🤖 AI Summary
Existing table reasoning methods are constrained by fixed logical templates and closed operation sets, limiting their ability to emulate the flexible cognitive processes of human analysts. To address this, we propose PoTable—a novel framework that introduces a human-inspired, multi-stage logical decomposition mechanism. PoTable constructs an open, unconstrained operation pool, enabling LLM-driven multi-step planning coordinated with real-time Python execution.
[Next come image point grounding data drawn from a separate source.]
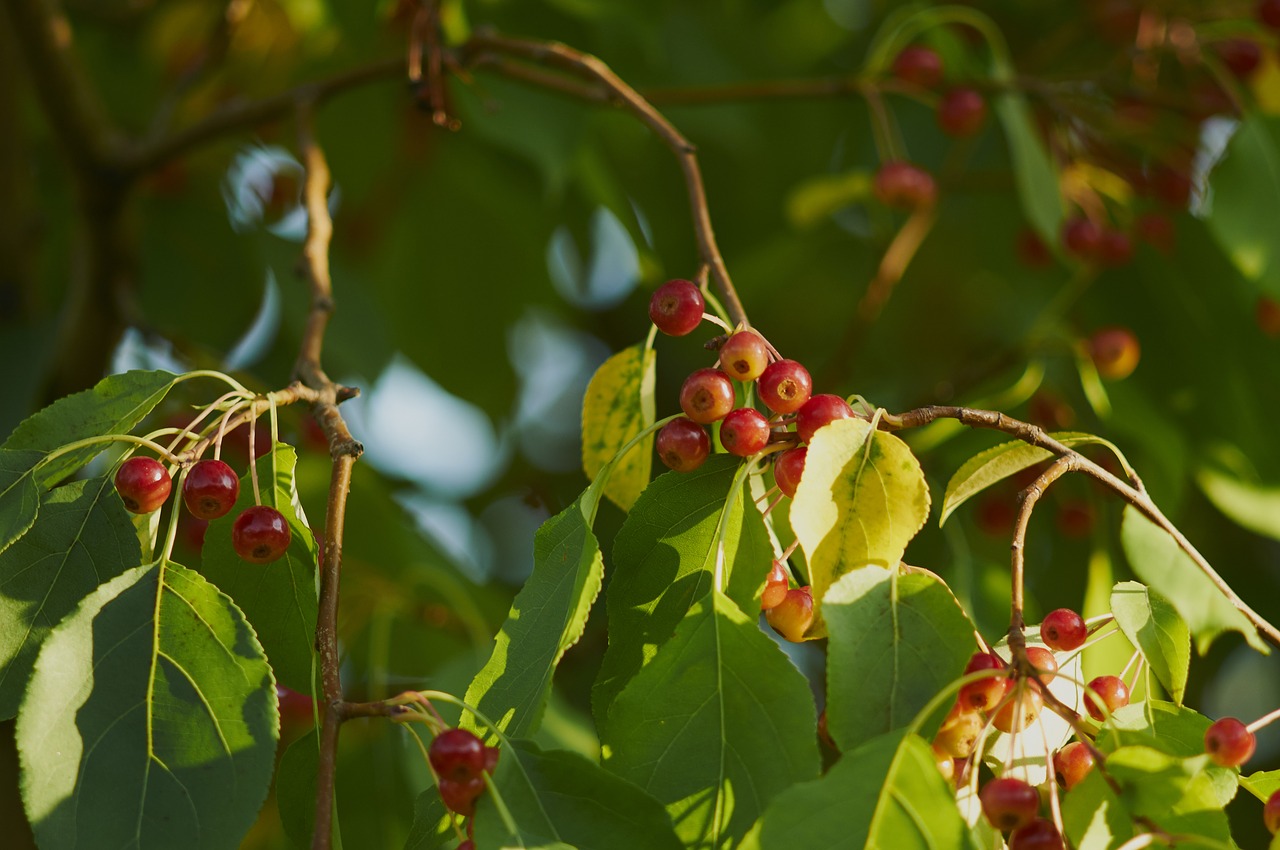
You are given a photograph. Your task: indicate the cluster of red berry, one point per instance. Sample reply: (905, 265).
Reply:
(260, 534)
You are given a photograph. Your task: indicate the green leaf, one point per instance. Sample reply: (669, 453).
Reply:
(714, 726)
(885, 794)
(279, 598)
(1251, 506)
(19, 497)
(664, 561)
(617, 406)
(114, 406)
(896, 641)
(860, 502)
(999, 462)
(560, 796)
(1244, 188)
(150, 721)
(547, 617)
(1157, 560)
(83, 537)
(1152, 625)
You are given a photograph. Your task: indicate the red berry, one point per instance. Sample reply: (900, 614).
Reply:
(785, 385)
(1115, 352)
(677, 307)
(787, 470)
(1064, 630)
(745, 432)
(744, 355)
(1037, 835)
(1112, 693)
(903, 186)
(707, 396)
(984, 693)
(456, 755)
(260, 534)
(961, 112)
(1229, 743)
(819, 411)
(144, 484)
(1083, 238)
(682, 444)
(918, 65)
(792, 616)
(1073, 763)
(1009, 803)
(210, 489)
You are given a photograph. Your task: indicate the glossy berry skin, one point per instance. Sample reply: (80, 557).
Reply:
(1112, 693)
(901, 186)
(682, 444)
(1009, 803)
(961, 112)
(707, 396)
(1229, 743)
(744, 356)
(1064, 630)
(1037, 835)
(1073, 763)
(792, 616)
(210, 489)
(785, 385)
(677, 307)
(918, 65)
(819, 411)
(456, 755)
(744, 432)
(144, 484)
(1115, 352)
(260, 534)
(787, 470)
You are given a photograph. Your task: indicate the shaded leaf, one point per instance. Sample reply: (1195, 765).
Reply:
(1152, 625)
(83, 537)
(664, 561)
(895, 643)
(155, 656)
(279, 598)
(1156, 558)
(885, 794)
(617, 406)
(714, 726)
(560, 796)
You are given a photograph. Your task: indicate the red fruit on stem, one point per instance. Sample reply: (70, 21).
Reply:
(210, 489)
(1229, 743)
(785, 385)
(903, 186)
(1112, 693)
(819, 411)
(1009, 803)
(744, 432)
(918, 65)
(707, 396)
(787, 470)
(682, 444)
(1064, 630)
(144, 484)
(961, 112)
(676, 307)
(260, 534)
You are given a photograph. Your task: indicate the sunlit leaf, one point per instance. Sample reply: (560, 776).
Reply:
(1152, 625)
(717, 737)
(617, 406)
(150, 720)
(83, 537)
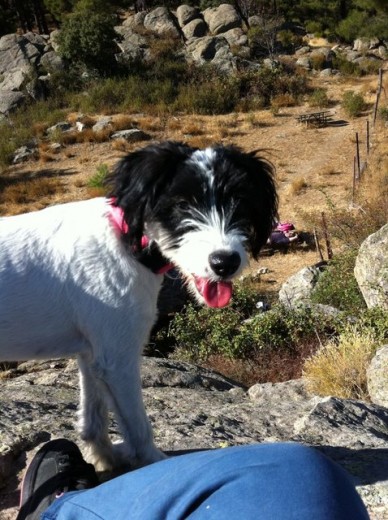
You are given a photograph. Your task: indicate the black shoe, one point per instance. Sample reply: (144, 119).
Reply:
(57, 467)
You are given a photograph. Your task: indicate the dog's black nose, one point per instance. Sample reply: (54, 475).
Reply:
(224, 263)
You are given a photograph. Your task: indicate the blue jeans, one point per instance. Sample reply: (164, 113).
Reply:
(259, 482)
It achieves high interpretability and strong executability through dynamic symbolic tool invocation, annotated standardized code generation, and an execution-feedback闭环. Evaluated on three public benchmarks, GPT-based PoTable achieves over a 4-percentage-point absolute accuracy improvement over the strongest baseline, significantly outperforming existing approaches.
📝 Abstract
Table-based reasoning has garnered substantial research interest, particularly in its integration with Large Language Model (LLM) which has revolutionized the general reasoning paradigm. Numerous LLM-based studies introduce symbolic tools (e.g., databases, Python) as assistants to extend human-like abilities in structured table understanding and complex arithmetic computations. However, these studies can be improved better in simulating human cognitive behavior when using symbolic tools, as they still suffer from limitations of non-standard logical splits and constrained operation pools. In this study, we propose PoTable as a novel table-based reasoning method that simulates a human tabular analyst, which integrates a Python interpreter as the real-time executor accompanied by an LLM-based operation planner and code generator. Specifically, PoTable follows a human-like logical stage split and extends the operation pool into an open-world space without any constraints. Through planning and executing in each distinct stage, PoTable standardly completes the entire reasoning process and produces superior reasoning results along with highly accurate, steply commented and completely executable programs. Accordingly, the effectiveness and explainability of PoTable are fully demonstrated. Extensive experiments over three evaluation datasets from two public benchmarks on two backbones show the outstanding performance of our approach. In particular, GPT-based PoTable achieves over 4% higher absolute accuracy than runner-ups on all evaluation datasets.